Etwa ein halbes Jahr ist "Shpend", wie ihn die Kosovo-Albaner salopp nennen, nun im Amt. Als Absolvent der Harvard Universität wären ihm bestimmt viele Türen offen gestanden. Der Job, den er sich stattdessen ausgesucht hat, ist nicht einfach. Prishtina ist chaotisch, leidet unter starker Luftverschmutzung, einem gigantischen Müllproblem und enormen Schwächen bei der Strom- und Wasserversorgung. Gleichzeitig frisst die Korruption den gesamten Kosovo von innen auf. Doch wenn Ahmeti über seine Heimkehr spricht, fällt dabei kein Wort der Bitterkeit. Es sei für ihn immer klar gewesen, dass er zurückkommen würde, um "einen Beitrag leisten".
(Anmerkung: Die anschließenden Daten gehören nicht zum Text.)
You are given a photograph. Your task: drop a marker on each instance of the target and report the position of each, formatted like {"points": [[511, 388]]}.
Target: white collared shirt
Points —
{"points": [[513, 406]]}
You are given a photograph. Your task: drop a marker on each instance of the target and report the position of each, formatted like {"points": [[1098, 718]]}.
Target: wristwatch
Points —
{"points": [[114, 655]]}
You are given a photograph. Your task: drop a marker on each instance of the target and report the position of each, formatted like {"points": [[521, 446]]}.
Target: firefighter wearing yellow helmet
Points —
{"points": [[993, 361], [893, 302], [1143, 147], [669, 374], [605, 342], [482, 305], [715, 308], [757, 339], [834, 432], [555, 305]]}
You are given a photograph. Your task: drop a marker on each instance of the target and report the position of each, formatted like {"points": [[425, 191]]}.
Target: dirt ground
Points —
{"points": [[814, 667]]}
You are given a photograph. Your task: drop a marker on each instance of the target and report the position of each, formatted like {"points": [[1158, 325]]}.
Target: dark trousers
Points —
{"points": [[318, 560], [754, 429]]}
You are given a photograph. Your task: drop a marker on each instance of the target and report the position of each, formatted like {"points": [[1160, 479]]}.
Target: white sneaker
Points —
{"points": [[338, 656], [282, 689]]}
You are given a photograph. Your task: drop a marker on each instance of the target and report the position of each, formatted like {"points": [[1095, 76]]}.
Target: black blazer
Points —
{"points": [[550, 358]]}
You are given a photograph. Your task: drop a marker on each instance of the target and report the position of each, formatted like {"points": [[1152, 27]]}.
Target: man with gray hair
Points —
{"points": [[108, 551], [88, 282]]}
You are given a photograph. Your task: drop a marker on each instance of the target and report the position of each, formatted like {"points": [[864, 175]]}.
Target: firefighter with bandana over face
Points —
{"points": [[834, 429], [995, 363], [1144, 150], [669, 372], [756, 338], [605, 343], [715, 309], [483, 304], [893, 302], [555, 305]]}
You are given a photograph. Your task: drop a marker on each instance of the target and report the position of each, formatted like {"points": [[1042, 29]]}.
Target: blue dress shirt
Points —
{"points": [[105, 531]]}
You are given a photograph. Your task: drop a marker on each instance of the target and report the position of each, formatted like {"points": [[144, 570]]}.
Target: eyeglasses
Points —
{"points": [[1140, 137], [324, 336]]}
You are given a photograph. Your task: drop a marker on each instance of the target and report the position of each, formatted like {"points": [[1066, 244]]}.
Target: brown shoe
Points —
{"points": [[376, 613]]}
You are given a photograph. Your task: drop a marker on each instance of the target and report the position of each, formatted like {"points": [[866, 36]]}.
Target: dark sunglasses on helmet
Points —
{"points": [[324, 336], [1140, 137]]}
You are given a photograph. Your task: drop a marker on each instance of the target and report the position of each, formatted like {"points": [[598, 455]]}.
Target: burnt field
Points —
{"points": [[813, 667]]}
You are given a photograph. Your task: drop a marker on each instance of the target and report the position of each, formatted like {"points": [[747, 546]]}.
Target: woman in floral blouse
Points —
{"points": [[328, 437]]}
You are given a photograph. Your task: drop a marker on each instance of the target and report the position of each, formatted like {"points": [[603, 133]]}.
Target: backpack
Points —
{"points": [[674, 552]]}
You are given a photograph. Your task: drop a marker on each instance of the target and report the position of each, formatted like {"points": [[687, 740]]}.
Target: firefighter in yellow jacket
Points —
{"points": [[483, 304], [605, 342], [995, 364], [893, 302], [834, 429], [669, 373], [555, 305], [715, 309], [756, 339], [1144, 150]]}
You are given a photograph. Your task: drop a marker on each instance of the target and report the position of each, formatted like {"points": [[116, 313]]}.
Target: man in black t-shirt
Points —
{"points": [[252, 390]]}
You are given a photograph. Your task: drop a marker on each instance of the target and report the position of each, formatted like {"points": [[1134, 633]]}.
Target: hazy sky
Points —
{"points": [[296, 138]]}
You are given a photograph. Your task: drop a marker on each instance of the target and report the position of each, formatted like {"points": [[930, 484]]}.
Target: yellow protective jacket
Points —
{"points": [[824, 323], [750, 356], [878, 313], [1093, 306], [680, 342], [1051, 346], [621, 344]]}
Im Wahlkampf setzte der 36-Jährige auf einfache Themen: die Verbesserung des öffentlichen Verkehrsnetzes, eine verlässliche Wasserversorgung, Öffentlichkeit und Transparenz bei allen Entscheidungen und die Bekämpfung von Korruption. "Wir haben all diese Punkte auf Flyer gedruckt, damit die Leute sie in der Tasche herumtragen können, denn wir wollen, dass sie uns am Ende unseres Mandates danach beurteilen, wie viele von diesen Versprechen wir eingelöst haben", sagt Ahmeti. Er sei jemand, der Dinge einfach tut, sagt Ahmeti von sich selbst. "Es hat keinen Sinn, tausendseitige Dokumente darüber zu verfassen, wie man am besten die Korruption abstellt. Wir bekämpfen solche Strukturen, indem wir es einfach tun. Wenn wir das Gesetz, so wie es geschrieben ist, in allen Bereichen einfach anwenden könnten, würde sich die Situation signifikant verbessern", sagt Ahmeti.
Selbstbestimmung
Doch das durchzusetzen ist nicht einfach. Im Stadtrat hält die konservative Partei (LDK) seines Vorgängers Isa Mustafa die meisten Sitze und Ahmeti hatte seinen Wählern versprochen, keinesfalls eine Koalition mit einer der Großparteien einzugehen. Daher müsse man immer erst die anderen Parteien von jedem Vorschlag überzeugen. Der Bürgermeister selbst gehört der jungen Partei Vetevendosje an, was "Selbstbestimmung" bedeutet. Der Gruppierung um den ehemaligen Studentenführer Albin Kurti wird wegen ihrer serbienkritischen Haltung oft Nationalismus vorgeworfen. Etwa bis 2012 hatte die Partei den Ruf, vor allem ein Störenfried zu sein. Ihre Protestaktionen, wie etwa das Umwerfen serbischer Lastwägen, die Handelsgüter in den Kosovo brachten, endeten häufig in gewaltsamen Auseinandersetzungen mit der Polizei und in Verhaftungen von Vetevendosje-Mitgliedern. Wie passt das zu Shpend Ahmeti, der sich betont vernünftig gibt? "Um ehrlich zu sein, ich glaube, einer der Gründe dafür, dass ich gewählt wurde, waren gerade diese Aktionen der Vetevendosje in den vergangenen drei Jahren. Wir haben gezeigt, dass wir eine Politik der Partizipation bevorzugen. Am Ende des Tages haben wir die Wahlen durch die Kraft von mehr als 1000 freiwilligen Helfern gewonnen und das ist der Geist von Vetevendosje", so Ahmeti.